Sliver (1991) is Levin's first novel in fifteen years. The story concerns voyeurism as practiced in a tall, narrow ("sliver") apartment building in Levin's own neighborhood, Manhattan's Upper East Side. Unknown to the tenants-who have an odd way of dying-the more-than-slightly-kinky owner has installed a secret closed-circuit television network in their apartments for his viewing pleasure. The psychotic landlord has an eye on a beautiful editor. "Sliver becomes so irresistible that it will have you phoning in sick," Thomas M. Disch wrote in Entertainment Weekly (February 15, 1991). And in her review for the Chicago Tribune (March 12, 1991), Linda Stewart observed, "Like Hitchco*ck, [Levin] knows how to push the right buttons….What a devastating movie this would make." Before publication, Sliver was sold to Bantam Books, along with ten-year licenses to reprint all of Levin's novels except A Kiss before Dying, for $1.02 million.

Although Levin constantly jots down in notebooks his ideas for possible books and plays, he never starts writing until he has worked out the plot in his mind and established most of the characters. During an interview with Tom Sutcliffe for the Guardian (October 31, 1978), he said, "I usually have just the beginning and ending in mind, and a general idea of what I'd like the middle to look like….I'm a very slow worker. I usually play with an idea for several years before it reaches the point where I'm ready to start." Rosemary's Baby and Deathtrap each took six years to complete. While working, he holes up in his apartment and sees virtually no one but his sons, writing only 500 words a day and going no further until he decides what he has written is perfect. "I have never been able to work unless I'm really excited about what I'm doing, unless it demands to be written," he has said. "That's why I've written relatively little, considering how long I've been at it."

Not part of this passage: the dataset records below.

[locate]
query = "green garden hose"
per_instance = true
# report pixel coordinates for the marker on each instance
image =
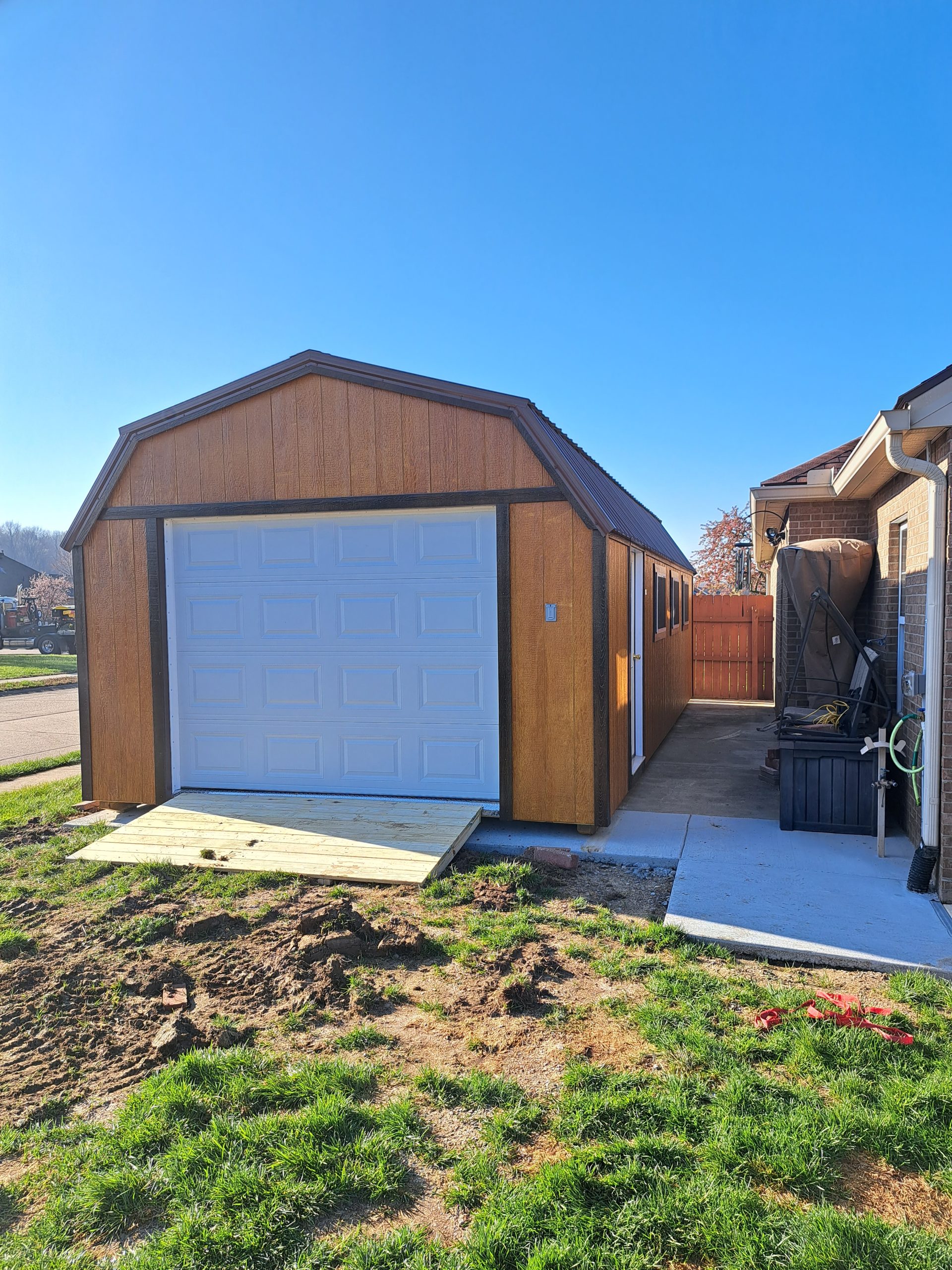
(910, 771)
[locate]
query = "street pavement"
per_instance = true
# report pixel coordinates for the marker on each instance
(39, 724)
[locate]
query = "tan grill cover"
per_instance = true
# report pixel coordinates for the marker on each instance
(842, 568)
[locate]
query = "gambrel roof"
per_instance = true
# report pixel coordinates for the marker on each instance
(595, 496)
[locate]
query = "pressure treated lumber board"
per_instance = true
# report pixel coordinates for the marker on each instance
(338, 838)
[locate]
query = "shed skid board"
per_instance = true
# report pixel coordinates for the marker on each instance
(346, 838)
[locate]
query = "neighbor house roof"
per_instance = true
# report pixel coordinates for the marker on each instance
(14, 574)
(912, 394)
(599, 500)
(833, 459)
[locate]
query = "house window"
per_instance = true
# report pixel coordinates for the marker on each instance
(660, 602)
(901, 605)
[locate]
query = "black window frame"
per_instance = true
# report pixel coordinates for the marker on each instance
(660, 618)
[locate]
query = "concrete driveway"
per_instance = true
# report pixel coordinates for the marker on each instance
(39, 724)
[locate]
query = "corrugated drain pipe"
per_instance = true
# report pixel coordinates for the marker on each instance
(928, 851)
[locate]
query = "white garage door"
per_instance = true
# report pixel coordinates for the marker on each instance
(350, 653)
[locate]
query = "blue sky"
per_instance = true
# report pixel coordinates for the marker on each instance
(710, 239)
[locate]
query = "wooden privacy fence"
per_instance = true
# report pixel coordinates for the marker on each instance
(734, 647)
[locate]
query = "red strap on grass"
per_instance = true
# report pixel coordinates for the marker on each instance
(848, 1013)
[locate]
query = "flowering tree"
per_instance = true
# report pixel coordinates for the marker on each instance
(715, 557)
(46, 591)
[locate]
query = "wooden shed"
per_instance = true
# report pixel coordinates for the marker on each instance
(330, 577)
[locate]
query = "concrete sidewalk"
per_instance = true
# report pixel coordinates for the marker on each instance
(821, 898)
(809, 897)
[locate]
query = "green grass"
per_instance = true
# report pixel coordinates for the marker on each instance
(229, 1157)
(362, 1038)
(233, 1159)
(30, 666)
(40, 870)
(13, 942)
(27, 766)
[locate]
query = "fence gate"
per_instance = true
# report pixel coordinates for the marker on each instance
(734, 647)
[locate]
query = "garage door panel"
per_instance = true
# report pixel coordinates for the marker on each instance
(338, 654)
(414, 686)
(338, 759)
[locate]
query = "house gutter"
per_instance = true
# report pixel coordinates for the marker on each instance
(899, 423)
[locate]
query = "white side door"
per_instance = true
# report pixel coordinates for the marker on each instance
(636, 643)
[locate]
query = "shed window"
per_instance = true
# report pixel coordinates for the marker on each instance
(660, 602)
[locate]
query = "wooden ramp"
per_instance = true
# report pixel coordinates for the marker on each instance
(339, 838)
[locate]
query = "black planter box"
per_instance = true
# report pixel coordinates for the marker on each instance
(828, 785)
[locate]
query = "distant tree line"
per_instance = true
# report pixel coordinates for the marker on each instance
(40, 549)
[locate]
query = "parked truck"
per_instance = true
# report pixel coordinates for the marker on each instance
(22, 625)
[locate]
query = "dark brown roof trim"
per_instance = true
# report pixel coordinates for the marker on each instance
(535, 430)
(912, 394)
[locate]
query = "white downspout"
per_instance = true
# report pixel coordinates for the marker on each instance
(935, 631)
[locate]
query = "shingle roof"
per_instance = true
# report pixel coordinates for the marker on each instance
(597, 497)
(912, 394)
(833, 459)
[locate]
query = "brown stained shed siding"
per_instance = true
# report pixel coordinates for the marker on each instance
(315, 437)
(619, 672)
(319, 437)
(119, 671)
(668, 666)
(552, 738)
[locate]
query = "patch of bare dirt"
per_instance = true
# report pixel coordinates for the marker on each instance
(606, 1040)
(423, 1207)
(898, 1196)
(532, 1156)
(82, 1016)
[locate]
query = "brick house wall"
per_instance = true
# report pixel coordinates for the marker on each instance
(878, 521)
(827, 518)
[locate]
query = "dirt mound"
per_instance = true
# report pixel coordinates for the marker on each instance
(84, 1015)
(522, 977)
(898, 1196)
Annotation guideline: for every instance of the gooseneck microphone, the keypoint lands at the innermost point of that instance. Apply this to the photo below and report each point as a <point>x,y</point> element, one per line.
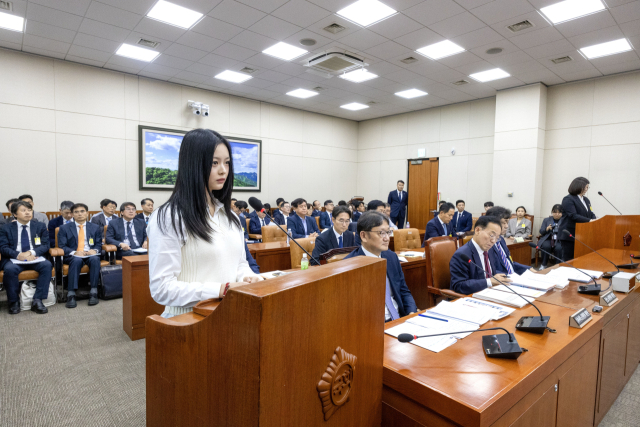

Ira Levin is a tall, somewhat husky man whose beard and black, "Mongol-warrior eyes" have in the past been said to lend him an appropriately satanic air, but one interviewer once described him as a "shy, gracious grizzly of a man with a soft voice and laugh." Twice married and twice divorced, Levin has three grown sons by his first marriage. A longtime Park Avenue resident, he lives in a penthouse with a grand piano on a raised platform, a giant projection screen for watching television-and a telescope for checking out his neighbors. He belongs to the Authors Guild, the American Society of Composers, Authors, and Publishers, and the Dramatists Guild, of which he has been a council member since 1980.